La lluvia acababa de bañar la ciudad, se respiraba un aire frío que hizo que la mayoría de los comensales se pusieran sus abrigos y bufandas, podría apostar a que ninguno de ellos había llegado hasta allí en transporte público, seguro que en los parqueaderos tendrían un lujoso automóvil o camioneta.
Allí estaba Gabriela, vestía un elegante pantalón negro, blusa verde oliva y un chal que le cubría los hombros; las luces que colgaban de un techo construido con paneles de bambú alumbraban suavemente su cara dejando ver en ella los años y la experiencia. Tiene la mirada perdida, se encuentra recordando aquellos años en los que solía jugar con sus tres hermanas en la entrada de su casa, recuerda que peleaba de vez en cuando por esa muñeca de porcelana que tanto le gustaba peinar y que ponía en su mesita de noche para no sentirse sola cuando todos dormían. Reflexionó por un momento, siempre se había sentido así, sus padres prestaban más atención a sus hermanas menores, tal vez porque ella era la encargada, a pesar de su corta edad en aquel tiempo, de cuidar que no se lastimaran o fueran a hacer algo indebido; tal vez tenía responsabilidades que aún no debía asumir.

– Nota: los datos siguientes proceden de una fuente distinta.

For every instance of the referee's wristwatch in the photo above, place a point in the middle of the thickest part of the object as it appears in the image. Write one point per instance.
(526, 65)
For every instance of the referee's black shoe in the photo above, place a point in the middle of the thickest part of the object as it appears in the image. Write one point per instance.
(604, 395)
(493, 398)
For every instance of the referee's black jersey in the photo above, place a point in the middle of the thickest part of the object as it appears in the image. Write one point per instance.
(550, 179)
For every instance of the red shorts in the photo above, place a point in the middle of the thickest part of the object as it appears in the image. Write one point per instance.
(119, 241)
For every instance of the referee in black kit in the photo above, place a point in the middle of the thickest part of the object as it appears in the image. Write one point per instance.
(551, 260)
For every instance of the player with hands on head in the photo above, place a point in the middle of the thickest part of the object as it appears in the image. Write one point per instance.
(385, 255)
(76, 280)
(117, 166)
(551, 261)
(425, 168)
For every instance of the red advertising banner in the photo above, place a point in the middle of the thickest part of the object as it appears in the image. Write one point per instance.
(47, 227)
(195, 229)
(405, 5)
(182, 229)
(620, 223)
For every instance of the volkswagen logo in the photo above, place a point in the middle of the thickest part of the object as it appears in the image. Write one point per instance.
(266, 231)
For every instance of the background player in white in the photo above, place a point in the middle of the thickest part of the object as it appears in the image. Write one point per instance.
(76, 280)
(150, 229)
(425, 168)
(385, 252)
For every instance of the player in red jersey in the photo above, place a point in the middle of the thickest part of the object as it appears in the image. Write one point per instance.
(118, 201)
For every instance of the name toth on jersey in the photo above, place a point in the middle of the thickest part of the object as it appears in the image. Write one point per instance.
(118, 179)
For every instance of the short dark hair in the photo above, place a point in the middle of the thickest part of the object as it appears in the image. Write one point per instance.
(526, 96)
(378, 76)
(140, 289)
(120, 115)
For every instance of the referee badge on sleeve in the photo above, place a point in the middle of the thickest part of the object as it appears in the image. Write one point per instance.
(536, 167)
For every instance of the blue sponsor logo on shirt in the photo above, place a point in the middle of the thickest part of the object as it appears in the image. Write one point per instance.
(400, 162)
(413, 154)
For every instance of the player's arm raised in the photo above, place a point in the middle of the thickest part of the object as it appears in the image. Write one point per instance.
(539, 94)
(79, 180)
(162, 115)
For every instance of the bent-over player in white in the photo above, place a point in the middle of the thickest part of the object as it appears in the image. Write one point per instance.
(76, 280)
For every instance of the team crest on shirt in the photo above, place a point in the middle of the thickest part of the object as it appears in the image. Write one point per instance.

De repente y para sacarla de ese trance se acerca uno de los meseros, lleva puesta una camisa blanca con corbatín negro y un delantal, también blanco, atado a su cintura, al lado izquierdo de su pecho lleva un botón que dice su nombre “Juan Fernando”, le ofrece la carta y ella la mira brevemente pidiendo como de costumbre un vino tinto, pone el bolso de color gris oscuro junto a ella, sobre la silla de mimbre, une sus manos entrecruzando los dedos y poya los codos en el mantel blanco de la mesa, se vuelve hacia sus amigas comentándoles sobre los problemas del diario vivir y conflictos que ya no le afectarán nunca más en su casa.
Rió por un momento, su amiga Lorena que con los años había perdido un cuarenta por ciento de su vista acababa de derramar el café sobre la mesa en un brusco movimiento de manos, una horda de meseros corrió a cambiar la mesa y a auxiliar al grupo de señoras que se reían a carcajadas de su torpe compañera del colegio. Entre los meseros estaba Juan que miró a Gabriela detenidamente en medio del caos, sacó una nota de su bolsillo y la puso en el bolso de piel gris; cuando todo volvió a la normalidad el teléfono de Gabriela repicó un par de veces, metió la mano en su cartera y detectó el papel que se había posado sobre el celular. Leyó la nota, se levantó en silencio de la mesa y atravesó el establecimiento con piso de madera, se encontraría con la policía en casa para hablar sobre el extraño suicidio de su esposo. Tal vez sí le gustaba sentirse sola.